On May 12, 2014 Middle East Monitor reports the story below. A link to it is here.
Saudi women continue to break the driving ban imposed on them.
Analysts believe that in recent years the number of female students sent
by their families to study abroad has increased, they believe that the
women return with driving licences and a motivation to break the ban.
Meanwhile, Saudi traffic patrol and police insist on arresting female
drivers and forcing them to sign statements not to drive again.
In Riyadh, a young female driver died after losing control of her car
while speeding and hitting a wall in the early hours of the morning.
Saudi women living in remote villages and the desert have been
driving for decades; a few years ago, an 80-year-old woman who was
arrested for driving said she had been driving for over five decades.
The movement to allow women to drive has been gaining momentum and support in Saudi Arabia.

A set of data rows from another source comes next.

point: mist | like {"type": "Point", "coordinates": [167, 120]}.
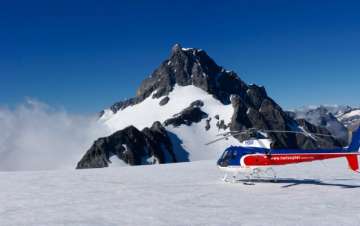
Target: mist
{"type": "Point", "coordinates": [36, 136]}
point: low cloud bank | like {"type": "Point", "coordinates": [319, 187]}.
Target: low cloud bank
{"type": "Point", "coordinates": [35, 136]}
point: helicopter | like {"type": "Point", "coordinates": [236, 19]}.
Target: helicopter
{"type": "Point", "coordinates": [255, 162]}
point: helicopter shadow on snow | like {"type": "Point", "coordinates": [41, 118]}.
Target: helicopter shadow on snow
{"type": "Point", "coordinates": [291, 182]}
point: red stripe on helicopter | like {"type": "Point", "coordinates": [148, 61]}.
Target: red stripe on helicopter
{"type": "Point", "coordinates": [283, 159]}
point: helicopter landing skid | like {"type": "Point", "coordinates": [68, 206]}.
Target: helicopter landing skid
{"type": "Point", "coordinates": [256, 175]}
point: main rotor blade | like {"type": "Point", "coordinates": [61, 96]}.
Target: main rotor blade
{"type": "Point", "coordinates": [296, 132]}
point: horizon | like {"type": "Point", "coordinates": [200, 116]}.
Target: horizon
{"type": "Point", "coordinates": [84, 58]}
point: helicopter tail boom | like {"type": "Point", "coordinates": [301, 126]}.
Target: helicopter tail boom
{"type": "Point", "coordinates": [353, 162]}
{"type": "Point", "coordinates": [355, 142]}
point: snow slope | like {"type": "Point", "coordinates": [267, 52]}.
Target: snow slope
{"type": "Point", "coordinates": [191, 138]}
{"type": "Point", "coordinates": [180, 194]}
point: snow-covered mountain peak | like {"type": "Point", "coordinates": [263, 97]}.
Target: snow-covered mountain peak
{"type": "Point", "coordinates": [186, 102]}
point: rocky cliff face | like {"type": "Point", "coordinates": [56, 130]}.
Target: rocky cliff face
{"type": "Point", "coordinates": [252, 108]}
{"type": "Point", "coordinates": [187, 66]}
{"type": "Point", "coordinates": [134, 147]}
{"type": "Point", "coordinates": [326, 117]}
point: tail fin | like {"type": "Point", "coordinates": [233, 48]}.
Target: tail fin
{"type": "Point", "coordinates": [355, 142]}
{"type": "Point", "coordinates": [353, 162]}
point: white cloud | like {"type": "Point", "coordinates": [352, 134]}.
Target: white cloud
{"type": "Point", "coordinates": [35, 136]}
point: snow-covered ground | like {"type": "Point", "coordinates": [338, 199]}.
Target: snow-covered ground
{"type": "Point", "coordinates": [319, 193]}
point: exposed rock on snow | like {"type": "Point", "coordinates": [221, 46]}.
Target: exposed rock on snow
{"type": "Point", "coordinates": [164, 101]}
{"type": "Point", "coordinates": [191, 114]}
{"type": "Point", "coordinates": [134, 147]}
{"type": "Point", "coordinates": [331, 118]}
{"type": "Point", "coordinates": [198, 89]}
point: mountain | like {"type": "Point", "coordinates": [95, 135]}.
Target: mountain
{"type": "Point", "coordinates": [194, 99]}
{"type": "Point", "coordinates": [338, 119]}
{"type": "Point", "coordinates": [350, 118]}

Recently, a university student was reported to have asked the
Minister of the National Guard Prince Abdullah Bin Meteib about the
driving ban during a conference on the challenges facing the Saudi
national economy organised in the King Abdul Aziz University in Jeddah.
However, the Prince refused to comment on the issue.
Meanwhile, the Prince of the Jizan region Mohammed Bin Nasser said
that there was no system that prevents or allows women to drive in the
Kingdom, pointing out that there are laws that are difficult to change
or limit.
Writer, Abdullah Al-Moghathi said through his Twitter account that
women driving cars in Saudi Arabia is an inevitable reality. Al-Moghathi
responded to a follower who supports the ban saying:
"You will see
women driving some day, and you will wonder how did we ever oppose it
just as we opposed educating them in the past."